Overview
The tool registry is a central system that manages 12 LLM-callable tools available to agents during conversations. Each tool has a definition (OpenAI function calling schema), an async handler, and an availability predicate that controls whether the tool appears in the LLM's context for a given request.
Tools are grouped into four categories: navigation (folder and source browsing), search (vector, keyword, and filename lookup), document (reading, analysis, and structured queries), and web (external search and page fetching).

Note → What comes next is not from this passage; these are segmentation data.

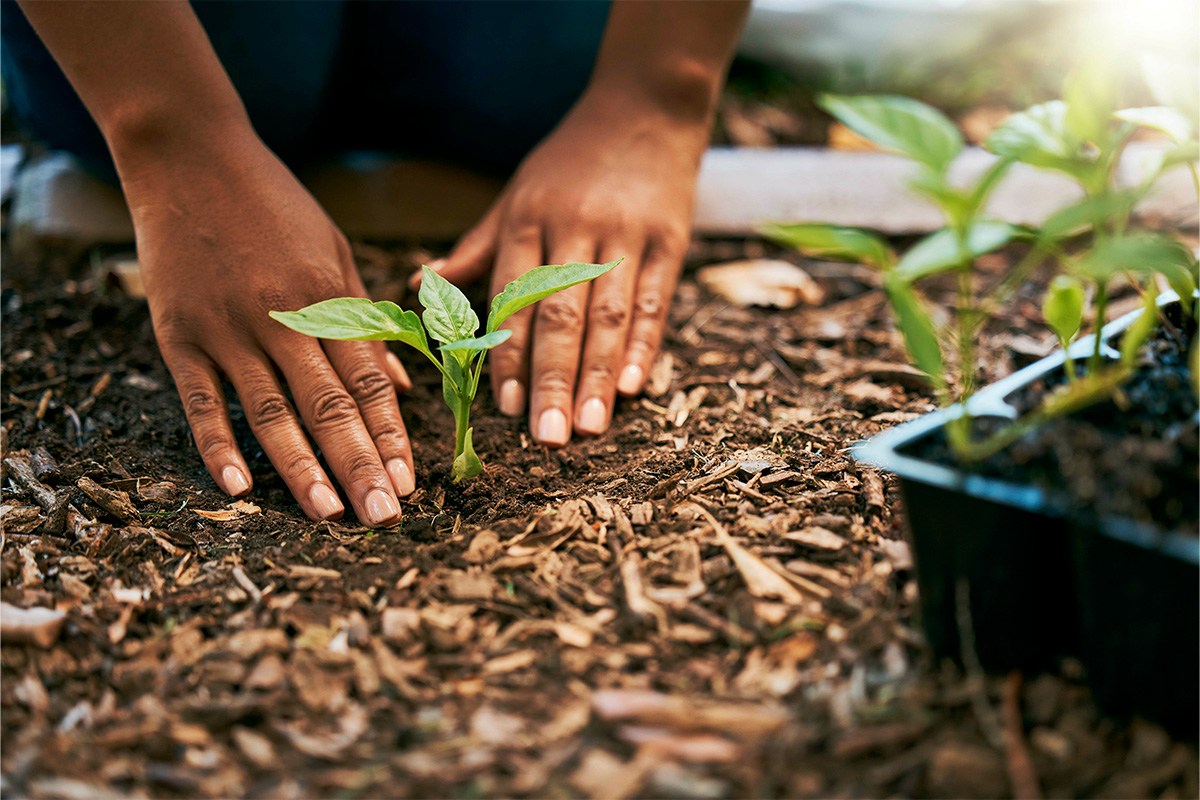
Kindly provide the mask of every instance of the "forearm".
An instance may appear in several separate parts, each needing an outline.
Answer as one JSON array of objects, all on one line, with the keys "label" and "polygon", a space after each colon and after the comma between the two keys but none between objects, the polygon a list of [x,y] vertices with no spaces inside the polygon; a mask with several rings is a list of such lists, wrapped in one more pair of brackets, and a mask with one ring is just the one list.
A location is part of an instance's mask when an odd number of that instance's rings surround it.
[{"label": "forearm", "polygon": [[20,0],[20,7],[100,126],[122,178],[143,156],[250,132],[187,2]]},{"label": "forearm", "polygon": [[616,0],[589,94],[707,127],[749,0]]}]

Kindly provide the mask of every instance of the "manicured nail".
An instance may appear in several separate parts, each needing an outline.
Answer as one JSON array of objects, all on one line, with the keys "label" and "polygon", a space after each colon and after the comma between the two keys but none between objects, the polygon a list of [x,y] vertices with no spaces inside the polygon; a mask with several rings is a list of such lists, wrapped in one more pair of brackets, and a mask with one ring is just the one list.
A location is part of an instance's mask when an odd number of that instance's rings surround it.
[{"label": "manicured nail", "polygon": [[500,414],[521,416],[524,410],[524,386],[516,378],[509,378],[500,384]]},{"label": "manicured nail", "polygon": [[384,525],[400,516],[400,504],[383,489],[371,489],[362,503],[366,506],[366,522],[372,525]]},{"label": "manicured nail", "polygon": [[635,395],[642,387],[642,379],[646,373],[636,363],[631,363],[620,371],[620,378],[617,379],[617,389],[619,389],[625,395]]},{"label": "manicured nail", "polygon": [[557,408],[548,408],[538,419],[538,441],[547,445],[566,444],[566,415]]},{"label": "manicured nail", "polygon": [[407,497],[416,488],[413,473],[408,469],[408,464],[404,463],[403,458],[392,458],[388,462],[388,476],[391,477],[391,485],[396,488],[396,494],[400,497]]},{"label": "manicured nail", "polygon": [[580,419],[575,427],[587,433],[604,433],[607,421],[608,409],[605,408],[604,401],[599,397],[593,397],[586,401],[582,408],[580,408]]},{"label": "manicured nail", "polygon": [[313,483],[308,489],[308,503],[322,519],[338,519],[346,513],[346,506],[337,499],[337,493],[324,483]]},{"label": "manicured nail", "polygon": [[388,360],[388,369],[391,372],[391,380],[403,391],[413,387],[413,380],[408,377],[408,371],[400,362],[400,357],[391,350],[384,356]]},{"label": "manicured nail", "polygon": [[233,464],[221,470],[221,482],[224,483],[226,492],[234,497],[240,497],[250,492],[250,480],[246,477],[246,474]]}]

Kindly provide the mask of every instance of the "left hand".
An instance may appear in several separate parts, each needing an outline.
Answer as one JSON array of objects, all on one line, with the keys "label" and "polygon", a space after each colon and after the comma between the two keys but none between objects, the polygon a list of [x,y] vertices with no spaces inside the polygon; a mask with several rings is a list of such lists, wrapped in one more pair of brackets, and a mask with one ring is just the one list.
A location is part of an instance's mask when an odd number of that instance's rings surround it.
[{"label": "left hand", "polygon": [[493,351],[492,389],[510,416],[528,397],[538,441],[557,447],[572,431],[604,433],[617,392],[642,391],[686,253],[707,143],[707,125],[586,94],[434,265],[460,284],[493,270],[496,295],[539,264],[625,259],[504,325],[512,338]]}]

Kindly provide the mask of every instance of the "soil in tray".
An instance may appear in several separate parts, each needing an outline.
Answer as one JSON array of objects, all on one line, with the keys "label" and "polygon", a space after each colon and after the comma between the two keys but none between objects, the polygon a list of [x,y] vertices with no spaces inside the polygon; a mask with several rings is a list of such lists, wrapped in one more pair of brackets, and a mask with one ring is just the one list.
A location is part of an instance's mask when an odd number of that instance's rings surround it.
[{"label": "soil in tray", "polygon": [[[1127,517],[1195,534],[1200,525],[1200,428],[1187,366],[1194,336],[1193,320],[1184,325],[1178,318],[1169,320],[1142,349],[1138,369],[1118,397],[1040,426],[978,464],[958,464],[941,433],[914,443],[910,453],[1038,486],[1050,497],[1064,498],[1079,513]],[[1079,368],[1086,371],[1084,362]],[[1056,371],[1007,401],[1025,413],[1064,380]],[[986,435],[1000,425],[1004,423],[977,420],[976,435]]]}]

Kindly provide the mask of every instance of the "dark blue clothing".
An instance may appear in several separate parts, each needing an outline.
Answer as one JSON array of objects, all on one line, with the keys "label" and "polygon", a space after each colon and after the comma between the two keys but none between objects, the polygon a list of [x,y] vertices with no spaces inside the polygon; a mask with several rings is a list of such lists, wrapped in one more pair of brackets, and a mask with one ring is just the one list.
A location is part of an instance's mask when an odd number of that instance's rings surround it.
[{"label": "dark blue clothing", "polygon": [[[263,140],[293,167],[341,150],[504,174],[578,98],[608,0],[193,0]],[[113,176],[100,131],[13,0],[0,2],[12,108]]]}]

The registry ensures agents only see tools they can actually use, reducing hallucinated calls to unavailable functionality.
Key Concepts
- Availability predicates — Each tool defines an
available(context)function that determines whether the tool appears in the LLM's tool list for the current request. - ToolContext — Every tool call receives
{ userId, spaceId, requestId }, providing identity and scope. - ToolCallbacks — Streaming callbacks enable intermediate results to be sent to the client during tool execution, including sub-agent progress.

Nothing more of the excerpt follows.